Setengah jam kemudian, Beverly selesai dengan ritual mandinya. Aroma lavender menyeruak dari tubuh indahnya. Sementara aroma mint menguar dari rambutnya. Beverly keluar dari kamar mandi hanya dengan mengenakan celana dalam. Rambutnya sudah hampir kering dan ia sudah mengeringkan tubuhnya terlebih dahulu ketika masih di dalam kamar mandi.
Beverly tersentak mendapati Jackson masih duduk di ranjangnya. Pria itu tampak terlihat jauh lebih baik. Tidak ada sisa darah di tubuhnya. Jackson tidak mengenakan baju, hanya memakai celana kolor yang selalu membuat Beverly harus bersabar karena otot-otot Jackson yang selalu berhasil membuat perutnya mual.
"Apa yang kaulakukan di sini?" tanya Beverly santai.

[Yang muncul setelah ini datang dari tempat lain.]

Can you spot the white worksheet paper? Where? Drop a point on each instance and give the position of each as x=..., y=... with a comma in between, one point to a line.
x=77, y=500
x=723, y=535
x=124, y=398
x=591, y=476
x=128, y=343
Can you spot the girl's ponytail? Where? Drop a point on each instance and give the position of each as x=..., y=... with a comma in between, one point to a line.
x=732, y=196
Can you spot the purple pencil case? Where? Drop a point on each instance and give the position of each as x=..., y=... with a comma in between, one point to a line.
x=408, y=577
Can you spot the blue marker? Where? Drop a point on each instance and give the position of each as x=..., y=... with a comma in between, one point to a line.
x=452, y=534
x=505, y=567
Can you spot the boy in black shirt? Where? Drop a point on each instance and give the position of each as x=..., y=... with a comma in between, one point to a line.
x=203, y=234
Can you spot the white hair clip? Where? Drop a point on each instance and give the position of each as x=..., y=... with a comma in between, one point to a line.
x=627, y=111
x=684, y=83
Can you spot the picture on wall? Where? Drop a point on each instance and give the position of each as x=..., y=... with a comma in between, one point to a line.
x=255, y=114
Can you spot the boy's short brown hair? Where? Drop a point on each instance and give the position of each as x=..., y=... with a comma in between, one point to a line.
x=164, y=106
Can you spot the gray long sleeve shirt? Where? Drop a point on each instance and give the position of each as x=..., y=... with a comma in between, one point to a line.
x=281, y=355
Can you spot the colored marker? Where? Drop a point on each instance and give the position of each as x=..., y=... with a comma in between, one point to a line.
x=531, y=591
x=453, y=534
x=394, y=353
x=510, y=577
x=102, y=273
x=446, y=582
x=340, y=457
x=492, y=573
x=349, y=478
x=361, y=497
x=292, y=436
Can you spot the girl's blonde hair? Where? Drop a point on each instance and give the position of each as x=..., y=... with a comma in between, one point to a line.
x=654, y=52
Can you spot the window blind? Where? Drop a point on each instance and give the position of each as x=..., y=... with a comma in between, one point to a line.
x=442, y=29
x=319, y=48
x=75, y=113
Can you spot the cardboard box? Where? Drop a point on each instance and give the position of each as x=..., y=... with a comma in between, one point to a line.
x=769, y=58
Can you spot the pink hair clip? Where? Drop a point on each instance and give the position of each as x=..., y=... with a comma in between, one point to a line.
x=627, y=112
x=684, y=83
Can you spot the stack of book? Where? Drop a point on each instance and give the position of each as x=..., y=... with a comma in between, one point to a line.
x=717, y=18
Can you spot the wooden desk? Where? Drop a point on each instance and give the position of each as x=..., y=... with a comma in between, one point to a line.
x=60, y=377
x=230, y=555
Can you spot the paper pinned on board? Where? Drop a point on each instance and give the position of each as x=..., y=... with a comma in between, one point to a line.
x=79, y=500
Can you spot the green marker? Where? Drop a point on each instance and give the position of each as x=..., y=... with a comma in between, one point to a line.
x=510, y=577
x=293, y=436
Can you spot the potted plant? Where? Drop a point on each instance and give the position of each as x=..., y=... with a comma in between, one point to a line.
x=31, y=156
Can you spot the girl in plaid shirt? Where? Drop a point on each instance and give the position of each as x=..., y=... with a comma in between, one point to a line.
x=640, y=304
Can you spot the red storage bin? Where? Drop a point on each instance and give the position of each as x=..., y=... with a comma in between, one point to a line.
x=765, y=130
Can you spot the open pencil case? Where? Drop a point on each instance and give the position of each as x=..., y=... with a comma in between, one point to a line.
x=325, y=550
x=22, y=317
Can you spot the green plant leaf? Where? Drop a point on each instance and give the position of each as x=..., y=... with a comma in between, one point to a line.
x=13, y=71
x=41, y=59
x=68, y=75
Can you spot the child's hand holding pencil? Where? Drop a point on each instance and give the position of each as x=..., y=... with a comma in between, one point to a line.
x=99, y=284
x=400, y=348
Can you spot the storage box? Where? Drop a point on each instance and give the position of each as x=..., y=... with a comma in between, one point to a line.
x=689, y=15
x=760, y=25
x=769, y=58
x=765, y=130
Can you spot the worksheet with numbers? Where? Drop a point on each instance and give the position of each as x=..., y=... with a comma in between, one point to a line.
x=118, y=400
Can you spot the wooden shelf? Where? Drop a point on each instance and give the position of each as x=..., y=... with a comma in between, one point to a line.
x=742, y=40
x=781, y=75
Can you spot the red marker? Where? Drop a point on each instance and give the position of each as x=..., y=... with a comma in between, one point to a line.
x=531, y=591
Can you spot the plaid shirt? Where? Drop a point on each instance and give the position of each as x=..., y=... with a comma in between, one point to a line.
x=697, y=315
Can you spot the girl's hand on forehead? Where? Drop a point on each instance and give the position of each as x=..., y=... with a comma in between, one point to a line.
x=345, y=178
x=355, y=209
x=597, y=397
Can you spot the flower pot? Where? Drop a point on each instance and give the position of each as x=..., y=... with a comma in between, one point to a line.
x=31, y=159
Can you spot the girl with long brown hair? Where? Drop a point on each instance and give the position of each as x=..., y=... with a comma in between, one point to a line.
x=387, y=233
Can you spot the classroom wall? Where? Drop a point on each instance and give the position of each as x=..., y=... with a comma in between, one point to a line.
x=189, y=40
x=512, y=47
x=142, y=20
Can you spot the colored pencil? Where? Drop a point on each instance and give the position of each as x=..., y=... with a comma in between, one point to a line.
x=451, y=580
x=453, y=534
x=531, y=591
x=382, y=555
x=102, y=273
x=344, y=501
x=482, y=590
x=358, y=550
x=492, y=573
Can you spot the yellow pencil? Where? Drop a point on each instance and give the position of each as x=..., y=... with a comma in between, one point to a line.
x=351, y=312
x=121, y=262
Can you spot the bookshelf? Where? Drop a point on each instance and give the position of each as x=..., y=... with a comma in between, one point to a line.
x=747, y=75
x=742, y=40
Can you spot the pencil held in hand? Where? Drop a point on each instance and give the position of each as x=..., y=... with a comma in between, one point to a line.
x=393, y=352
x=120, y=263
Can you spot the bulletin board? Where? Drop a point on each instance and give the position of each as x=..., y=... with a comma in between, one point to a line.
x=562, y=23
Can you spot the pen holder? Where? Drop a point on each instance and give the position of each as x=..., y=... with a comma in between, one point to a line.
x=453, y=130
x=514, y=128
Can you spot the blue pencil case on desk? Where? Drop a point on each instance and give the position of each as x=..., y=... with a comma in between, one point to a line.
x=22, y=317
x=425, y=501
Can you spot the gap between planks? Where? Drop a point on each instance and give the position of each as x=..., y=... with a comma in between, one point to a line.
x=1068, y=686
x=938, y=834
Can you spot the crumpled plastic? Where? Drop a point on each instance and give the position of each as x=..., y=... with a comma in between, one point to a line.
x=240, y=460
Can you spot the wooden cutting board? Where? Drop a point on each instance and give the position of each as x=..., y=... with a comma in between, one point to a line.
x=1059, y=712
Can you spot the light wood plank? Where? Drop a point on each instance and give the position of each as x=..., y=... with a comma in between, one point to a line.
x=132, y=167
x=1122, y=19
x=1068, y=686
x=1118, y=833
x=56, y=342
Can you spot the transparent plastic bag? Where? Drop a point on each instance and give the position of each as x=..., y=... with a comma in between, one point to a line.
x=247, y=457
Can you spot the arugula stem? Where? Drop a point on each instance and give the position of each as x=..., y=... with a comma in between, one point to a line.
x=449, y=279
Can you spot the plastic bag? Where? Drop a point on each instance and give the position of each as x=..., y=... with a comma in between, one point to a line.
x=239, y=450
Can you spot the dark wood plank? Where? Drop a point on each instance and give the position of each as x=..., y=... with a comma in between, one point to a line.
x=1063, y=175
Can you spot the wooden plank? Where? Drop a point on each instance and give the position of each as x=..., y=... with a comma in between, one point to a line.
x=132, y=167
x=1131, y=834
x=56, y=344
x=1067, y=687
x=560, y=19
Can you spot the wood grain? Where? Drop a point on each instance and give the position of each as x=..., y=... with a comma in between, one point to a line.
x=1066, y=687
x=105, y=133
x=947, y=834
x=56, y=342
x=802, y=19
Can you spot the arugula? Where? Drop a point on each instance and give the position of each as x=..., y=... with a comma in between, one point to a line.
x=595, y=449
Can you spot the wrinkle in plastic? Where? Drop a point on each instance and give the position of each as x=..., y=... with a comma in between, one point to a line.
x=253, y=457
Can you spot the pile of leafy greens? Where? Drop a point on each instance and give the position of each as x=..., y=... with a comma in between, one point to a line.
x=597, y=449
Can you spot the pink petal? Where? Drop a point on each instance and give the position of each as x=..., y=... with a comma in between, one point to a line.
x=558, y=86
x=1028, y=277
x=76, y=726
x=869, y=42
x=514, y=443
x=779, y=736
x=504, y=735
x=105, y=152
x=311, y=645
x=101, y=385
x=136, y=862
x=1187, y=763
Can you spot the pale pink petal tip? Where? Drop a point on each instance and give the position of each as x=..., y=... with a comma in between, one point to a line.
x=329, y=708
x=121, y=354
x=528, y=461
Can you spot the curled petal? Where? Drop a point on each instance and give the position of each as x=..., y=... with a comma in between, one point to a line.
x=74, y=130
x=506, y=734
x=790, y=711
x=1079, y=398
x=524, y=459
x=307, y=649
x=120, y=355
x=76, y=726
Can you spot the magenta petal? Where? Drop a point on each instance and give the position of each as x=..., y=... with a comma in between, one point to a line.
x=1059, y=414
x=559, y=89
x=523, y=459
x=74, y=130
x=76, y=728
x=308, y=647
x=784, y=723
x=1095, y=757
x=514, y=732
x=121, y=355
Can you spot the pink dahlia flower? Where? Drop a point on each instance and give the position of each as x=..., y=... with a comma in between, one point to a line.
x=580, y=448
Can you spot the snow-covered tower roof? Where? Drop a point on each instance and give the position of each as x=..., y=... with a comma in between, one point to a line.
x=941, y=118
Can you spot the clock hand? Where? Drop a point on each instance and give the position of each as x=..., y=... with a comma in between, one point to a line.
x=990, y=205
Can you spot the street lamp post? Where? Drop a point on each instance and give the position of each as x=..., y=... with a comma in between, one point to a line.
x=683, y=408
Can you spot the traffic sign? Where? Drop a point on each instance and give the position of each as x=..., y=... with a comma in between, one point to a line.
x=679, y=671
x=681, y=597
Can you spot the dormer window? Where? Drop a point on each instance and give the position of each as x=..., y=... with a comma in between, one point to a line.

Wanita itu berjalan santai melewati Jackson. Beverly bisa merasakan tatapan panas Jackson saat pria itu memindai tubuhnya.
"Menunggumu mandi. Apa yang kau lakukan selama di kamar mandi?"
"Tidak banyak. Hanya menyapukan sabun ke seluruh tubuhku. Aku harus berusaha keras karena tanganku sering kali kesulitan mencapai punggungku." Beverly berhenti di depan lemari. Ia lupa, Jackson belum menyiapkan baju ganti untuknya. Beverly memejamkan mata, sekarang, ia merasa seperti seorang model pakaian dalam yang berdiri di depan kamera dan siap melakukan pemotretan.
"Mungkin lain kali aku bisa membantumu." Tawar Jackson.
"Ide bagus." Sahut Beverly dengan nada tenang. Wanita itu kemudian berbalik. "Apa kau masih punya pakaian layak untukku?"
"Ini." Jackson melempar sepasang pakaian dalam serta setelah celana panjang dan juga kemeja untuk Beverly. "Pakai itu. Dan siapkan sarapan untukku." Titah Jackson.
Beverly mengambil baju-baju itu dan memakainya di depan Jackson. "Apa kau sudah mandi?"
"Sudah." Jawab Jackson singkat.
"Oh, cepat sekali?"
"Cepatlah. Aku sudah lapar!" bentak Jackson lagi.
"Maaf, aku tidak bisa memasak."
"Kalau begitu, aku akan memakanmu. Kalau kau tidak mau memasak untukku. Maka kau harus siap untuk kumakan."
"Silakan. Makan aku jika itu bisa membuatmu senang."
Beverly tertawa dalam hati melihat ekspresi Jackson. Pria itu semakin lama terlihat semakin frustasi menghadapi dirinya. rasakan kau, jacskson! Kau pikir kau bisa menyiksaku? Kita lihat siapa yang menderita di sinii!